第36章 赵奎妒火燃(2/2)

既然明的不行……那就来暗的。让他自己犯错,或者,帮他制造些不得不犯错的“困境”。

赵奎的眼底掠过一丝阴鸷的寒光,如同暗夜里潜行的毒蛇。他重新坐回书案后,取过一叠素白笺纸,提起那支狼毫玉管笔,在端砚里缓缓舔饱了浓墨。笔尖悬在纸面上空,微微颤抖,积攒着一触即发的狠戾。

第一封信,是写给他那位在陕西都司担任佥事的妻兄。他调整着呼吸,让笔下的字迹显得沉稳而恳切。
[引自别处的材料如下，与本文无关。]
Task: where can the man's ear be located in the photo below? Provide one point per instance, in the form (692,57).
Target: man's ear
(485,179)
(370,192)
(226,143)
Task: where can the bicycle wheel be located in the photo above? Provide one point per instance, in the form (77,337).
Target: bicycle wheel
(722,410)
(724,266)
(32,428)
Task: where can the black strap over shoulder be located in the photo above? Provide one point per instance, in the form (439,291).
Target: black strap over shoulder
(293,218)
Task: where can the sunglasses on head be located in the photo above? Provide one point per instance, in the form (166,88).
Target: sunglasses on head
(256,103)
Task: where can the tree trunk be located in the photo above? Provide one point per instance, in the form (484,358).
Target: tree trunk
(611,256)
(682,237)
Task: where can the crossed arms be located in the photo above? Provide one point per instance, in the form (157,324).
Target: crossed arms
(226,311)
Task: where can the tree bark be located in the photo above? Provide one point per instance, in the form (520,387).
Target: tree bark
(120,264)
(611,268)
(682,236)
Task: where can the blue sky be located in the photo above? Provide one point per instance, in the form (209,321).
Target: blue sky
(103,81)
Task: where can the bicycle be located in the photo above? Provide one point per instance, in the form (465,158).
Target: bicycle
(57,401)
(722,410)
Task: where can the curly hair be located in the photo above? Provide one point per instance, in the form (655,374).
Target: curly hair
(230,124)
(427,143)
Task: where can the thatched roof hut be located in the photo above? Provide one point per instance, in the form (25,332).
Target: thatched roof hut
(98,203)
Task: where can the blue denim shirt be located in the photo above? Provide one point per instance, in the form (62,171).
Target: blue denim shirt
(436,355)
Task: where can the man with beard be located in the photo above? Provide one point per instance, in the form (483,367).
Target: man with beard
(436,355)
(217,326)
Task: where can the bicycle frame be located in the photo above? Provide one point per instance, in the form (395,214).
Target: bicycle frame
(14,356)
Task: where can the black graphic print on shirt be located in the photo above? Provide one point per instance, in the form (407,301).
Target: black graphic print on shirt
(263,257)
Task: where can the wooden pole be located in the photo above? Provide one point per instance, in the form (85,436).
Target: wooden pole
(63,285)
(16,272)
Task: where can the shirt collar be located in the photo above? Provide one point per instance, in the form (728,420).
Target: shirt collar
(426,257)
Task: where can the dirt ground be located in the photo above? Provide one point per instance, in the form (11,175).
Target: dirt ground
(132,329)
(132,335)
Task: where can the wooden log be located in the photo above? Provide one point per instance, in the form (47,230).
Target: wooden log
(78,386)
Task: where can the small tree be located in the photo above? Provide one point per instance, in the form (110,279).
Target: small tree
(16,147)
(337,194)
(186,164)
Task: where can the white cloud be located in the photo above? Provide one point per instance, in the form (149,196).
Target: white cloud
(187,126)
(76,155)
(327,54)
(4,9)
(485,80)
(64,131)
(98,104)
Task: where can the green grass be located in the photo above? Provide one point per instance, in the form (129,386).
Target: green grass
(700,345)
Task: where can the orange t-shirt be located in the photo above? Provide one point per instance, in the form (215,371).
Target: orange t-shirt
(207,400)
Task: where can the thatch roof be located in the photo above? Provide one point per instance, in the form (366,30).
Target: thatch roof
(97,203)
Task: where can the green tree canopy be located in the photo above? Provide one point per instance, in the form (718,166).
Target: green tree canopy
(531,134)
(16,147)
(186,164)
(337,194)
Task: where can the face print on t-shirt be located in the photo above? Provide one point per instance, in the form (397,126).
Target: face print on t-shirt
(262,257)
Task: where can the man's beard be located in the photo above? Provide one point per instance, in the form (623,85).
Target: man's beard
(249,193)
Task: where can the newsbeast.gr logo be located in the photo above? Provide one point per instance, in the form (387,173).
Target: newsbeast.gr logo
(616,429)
信中,他并未直言冷啸天之名,而是以一副忧心边事、恪尽职守的口吻,提及黄沙堡地处极边,守将年轻,虽有小胜,然“擅改旧制,更易屯田之法”、“广纳来历不明之流民,几无甄别”、“其行虽似有为,然迹近专擅,恐非朝廷驭边之本意”,更隐晦地点出“边将得士卒死力,或非国家之福”,请妻兄在都司议事时,相机向诸位大人“略陈利害”,以防微杜渐。字字句句,皆站在“大局”和“规制”的制高点上,将那“拥兵自重、图谋不轨”的嫌疑,如同蛛网般,悄无声息地缠绕过去。

这顶“收买人心,擅权自重”的大帽子,先给他扣得严实。

第二封信,是写给西路参将,他名义上的顶头上司,一位素来看重资历和规矩的老将。在这封信里,赵奎换了一副面孔,先是感念老将军提携之恩,盛赞其治军严谨,麾下猛将如云。随即,笔锋似不经意地一转,落到黄沙堡冷啸天身上,称其“勇悍敢战,确是一员骁将”,然而“性子未免过于刚直,不谙官场进退”,上次击退瓦剌,缴获颇丰,却未按军制将首级、缴获之物及时上缴西路统筹分配,反而“尽数用于堡内修缮、犒赏”,“虽情有可原,意在固守,然终究不合规制,若各堡效仿,则军令不行,法度荡然”。他赵奎身为榆林副将,协防西路,见此情形,深感不安,不得不“冒昧禀陈,伏乞老将军明察”。

这“目无上官,私吞缴获”的钉子,必须狠狠地钉进去,钉到那老将军心里去。

第三封信,则是写给他暗中蓄养多年、专门替他处理一些见不得光勾当的一支“夜不收”头目,那人绰号“沙蝎”。这封信极短,没有称谓,没有落款,只有一行冰冷的字迹:“黄沙堡商路,酌情阻滞,令其知边塞非坦途。”随信附上的,是一小锭在烛光下闪着幽暗光泽的黄金。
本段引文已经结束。